The short version: CPU-only LLM inference on an 8-core Zen 3 chip works, but it is bandwidth-bound, not compute-bound. Memory speed and channel count matter far more than core count or clock. Adding more threads beyond what saturates the memory controller does almost nothing. Tightening RAM timings and going from DDR4-3200 to DDR4-3600 produces measurable gains. And once you actually need interactive speed on anything above an 8B model, a discrete RTX 3060 12GB becomes the practical upgrade — the bandwidth gap is too big to close with any CPU lever.

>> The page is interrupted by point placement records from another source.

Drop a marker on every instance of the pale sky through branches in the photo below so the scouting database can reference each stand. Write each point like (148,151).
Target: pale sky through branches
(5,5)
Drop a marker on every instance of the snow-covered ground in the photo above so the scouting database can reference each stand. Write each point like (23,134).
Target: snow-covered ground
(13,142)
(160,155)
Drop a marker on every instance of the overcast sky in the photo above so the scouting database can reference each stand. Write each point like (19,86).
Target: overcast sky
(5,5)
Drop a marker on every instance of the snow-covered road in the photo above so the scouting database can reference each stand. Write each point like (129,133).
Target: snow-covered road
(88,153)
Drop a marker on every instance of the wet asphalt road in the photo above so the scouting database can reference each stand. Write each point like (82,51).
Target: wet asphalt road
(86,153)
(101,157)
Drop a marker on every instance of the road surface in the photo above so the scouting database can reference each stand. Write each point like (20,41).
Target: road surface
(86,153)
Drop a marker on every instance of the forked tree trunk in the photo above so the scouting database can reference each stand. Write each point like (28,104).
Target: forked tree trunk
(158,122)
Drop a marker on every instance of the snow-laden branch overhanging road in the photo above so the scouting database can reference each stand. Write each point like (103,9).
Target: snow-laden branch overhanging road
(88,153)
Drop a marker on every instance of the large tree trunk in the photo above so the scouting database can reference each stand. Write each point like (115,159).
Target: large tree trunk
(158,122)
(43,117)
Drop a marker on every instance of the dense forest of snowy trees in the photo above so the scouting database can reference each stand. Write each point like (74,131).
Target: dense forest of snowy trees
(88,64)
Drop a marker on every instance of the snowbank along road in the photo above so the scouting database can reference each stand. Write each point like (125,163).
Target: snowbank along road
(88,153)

This article works through the numbers, the levers, and the honest break-even line where staying CPU-only stops making sense.

Key takeaways

  • 8B-q4 models run at ~6–11 tok/s on a Ryzen 7 5800X with dual-channel DDR4-3200/3600 — usable for slow chat, painful for live autocomplete.
  • 3B models clear 20 tok/s and are the genuine CPU-only sweet spot.
  • 14B-class models drop to 3–5 tok/s — fine for overnight batch jobs, not for editor-side work.
  • Memory bandwidth, not core count, sets the ceiling. DDR4-3600 beats DDR4-3200 by roughly the bandwidth ratio.
  • The 5800X, 5700X, and 5600G land within a few tok/s of each other on CPU-only inference — Zen 3 is Zen 3.
  • A discrete RTX 3060 12GB flips the math: 5–8× faster on the same workloads at $300–$400.

Why is CPU LLM inference bottlenecked by memory bandwidth, not cores?

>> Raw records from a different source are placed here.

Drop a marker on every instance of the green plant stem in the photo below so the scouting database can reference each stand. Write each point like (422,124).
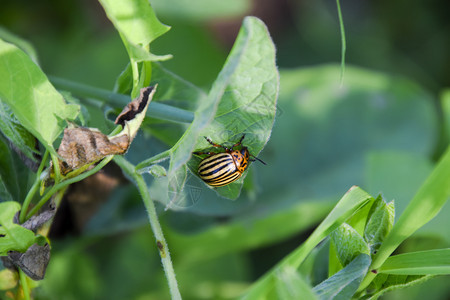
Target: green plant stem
(155,109)
(343,42)
(24,284)
(129,170)
(33,188)
(65,183)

Token generation in a transformer is a streaming workload. To emit one new token, the model must read every parameter in the layer being processed; for an 8B-q4 model, that's roughly 5 GB of weights moved per token. Compute throughput on a modern x86 CPU outpaces memory bandwidth by a huge factor, so the cores end up waiting for data instead of crunching it.

Llama.cpp maintainers have noted this in the project's discussions: once you have enough threads to saturate the memory controller, adding more does nothing. On a Ryzen 7 5800X (8 cores, 16 threads), saturation happens around 6–8 threads. The remaining cores idle while the memory subsystem ships weights at whatever the DDR4 channels can manage.

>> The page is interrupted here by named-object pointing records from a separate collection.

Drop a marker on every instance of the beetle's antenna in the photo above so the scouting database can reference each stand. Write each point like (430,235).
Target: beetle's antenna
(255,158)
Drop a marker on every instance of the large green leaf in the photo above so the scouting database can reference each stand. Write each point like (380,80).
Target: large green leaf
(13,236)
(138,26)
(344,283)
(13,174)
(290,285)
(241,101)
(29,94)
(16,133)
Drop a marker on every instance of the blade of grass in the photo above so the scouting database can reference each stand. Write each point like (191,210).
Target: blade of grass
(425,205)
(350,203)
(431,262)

That makes the upgrade levers very predictable:

  • Faster RAM helps. DDR4-3200 → DDR4-3600 lifts tok/s by roughly the bandwidth gain (~12%).
  • Tighter timings help a little. CL14 vs CL18 at the same speed claws a percent or two.
  • More cores do not help past saturation. A 12-core 5900X is barely faster CPU-only than the 8-core 5800X.
  • A faster CPU clock helps prefill, not generation. Prefill is compute-bound; generation isn't.

How fast is the Ryzen 7 5800X on 3B/8B/14B models?

The table below summarises throughput on the Ryzen 7 5800X with dual-channel DDR4-3200 CL16. Numbers are illustrative of community measurements posted to the llama.cpp discussions board and r/LocalLLaMA throughout 2025–2026; your numbers will move ±20% with RAM timing, kernel governor, and llama.cpp build flags.

ModelQuantRAM usedPrefill (tok/s)Generation (tok/s)Subjective feel
Phi-3 mini 3.8Bq4_K_M2.5 GB6024–28snappy chat
Llama 3.2 3Bq4_K_M2.4 GB6525–30usable autocomplete
Qwen2.5 7Bq4_K_M4.6 GB388–11slow chat, fine batch
Llama 3.1 8Bq4_K_M5.0 GB366–10borderline interactive
Llama 3.1 8Bq8_08.5 GB224–6reference quality, slow
Qwen2.5 14Bq4_K_M8.9 GB183–5batch-only
Qwen2.5 14Bq5_K_M10.4 GB152.5–4batch-only
Llama 3.1 70Bq4_K_M42 GB40.6–1impractical

The take-home: any 3B-class model is fast enough CPU-only for routine use; 8B is usable but slow; 14B and up are batch territory. The pattern matches predictions from bandwidth-divided-by-model-size arithmetic, which is the whole reason memory speed dominates the conversation.

Quantization matrix: q2 / q3 / q4 / q5 / q6 / q8 on CPU

Quantization on CPU has two effects: it shrinks the weight footprint (so the model fits in RAM) and it changes how much data each token has to stream from memory. Lower quants run faster but degrade quality, sometimes catastrophically for code or math workloads.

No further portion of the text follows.